Dosage/Direction for Use
SC Women w/ anovulation (including PCOS) Individualized dosage. Start w/in initial 7 days of menstrual cycle. Initially 75-150 IU daily, preferably increased by 37.5 or 75 IU at 7 or 14 day intervals. Max: 225 IU daily. Single inj of 5,000-10,000 IU HCG is given 24-48 hr after the last inj when an optimal response is obtained. Women undergoing ovarian stimulation for multiple follicular development prior to in vitro fertilisation or other assisted reproductive technologies Superovulation 150-225 IU commencing on days 2 or 3 of the cycle, continued until adequate follicular development has been achieved. Max: 450 IU daily. Duration: 5-20 days. Single inj of up to 10,000 IU HCG is administered 24-48 hr after the last inj to induce final follicular maturation. Women w/ anovulation resulting from severe LH & FSH deficiency Initially 75 IU of lutropin α daily w/ 75-150 IU FSH. FSH dose may increase after 7-14 day intervals & by 37.5-75 IU increments. Max duration: 5 wk. Single inj of 5,000-10,000 IU HCG is given 24-48 hr after the last FSH & lutropin α inj when an optimal response is obtained. Alternatively, intrauterine insemination (IUI) may be performed.

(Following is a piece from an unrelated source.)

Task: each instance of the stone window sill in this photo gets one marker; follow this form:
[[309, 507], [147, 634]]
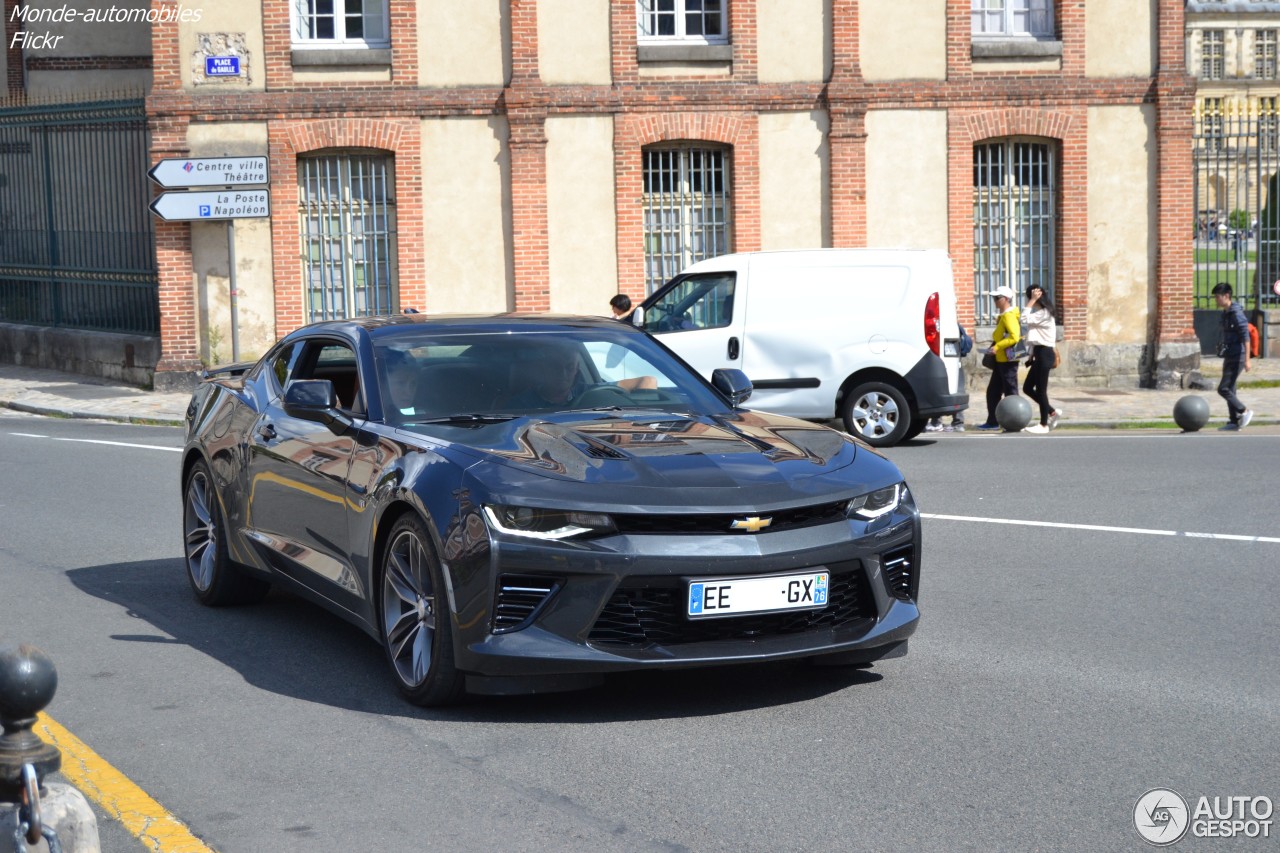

Hypersensitivity. Tumours of the hypothalamus & pituitary gland; ovarian enlargement or cyst not due to PCOS; gynaecological haemorrhages of unknown aetiology; ovarian, uterine or mammary carcinoma. Primary ovarian failure; malformations of sexual organs incompatible w/ pregnancy; fibroid tumours of the uterus incompatible w/ pregnancy.
Special Precautions
Monitoring of ovarian response w/ ultrasound, alone or preferably in combination w/ measurement of serum oestradiol levels on a regular basis. Closely monitor patients w/ porphyria or a family history of porphyria during treatment. Assess couple's infertility & evaluate for hypothyroidism, adrenocortical deficiency, hyperprolactinemia & pituitary/hypothalamic tumors prior to therapy. Patient undergoing stimulation of follicular growth. Increased ovarian sensitivity when administered w/ lutropin α. Withhold hCG & refrain from coitus or use barrier methods for at least 4 days if ovarian hyperstimulation occurs. Discontinue use if severe ovarian hyperstimulation syndrome (OHSS) occurs. Risk of OHSS, multiple pregnancies, pregnancy loss by miscarriage or abortion, ectopic pregnancy, reproductive system neoplasms, congenital malformation & thromboembolic events. Not to be used during pregnancy. Not indicated during breastfeeding.
Adverse Reactions
Ovarian cysts; mild to severe inj site reaction (eg, pain, redness, bruising, swelling &/or irritation at the inj site); headache. Mild to moderate OHSS; abdominal pain & GI symptoms eg, nausea, vomiting, diarrhoea, abdominal cramps & bloating.
Drug Interactions
Not to be administered as a mixt w/ other medicinal products in the same inj except lutropin α or combination of lutropin α & follitropin α. Concomitant use w/ other medicinal products used to stimulate ovulation (eg, HCG, clomiphene citrate) may potentiate the follicular response; gonadotropin hormone-releasing hormone agonist or antagonist may increase the dose needed to elicit an adequate ovarian response.
MIMS Class
Trophic Hormones & Related Synthetic Drugs
ATC Classification
G03GA05 - follitropin alfa ; Belongs to the class of gonadotropins. Used as ovulation stimulants.
Folisan inj 75 IU
(+ 0.5 mL amp (sterile water for inj)) 1's (Rp550,000/boks)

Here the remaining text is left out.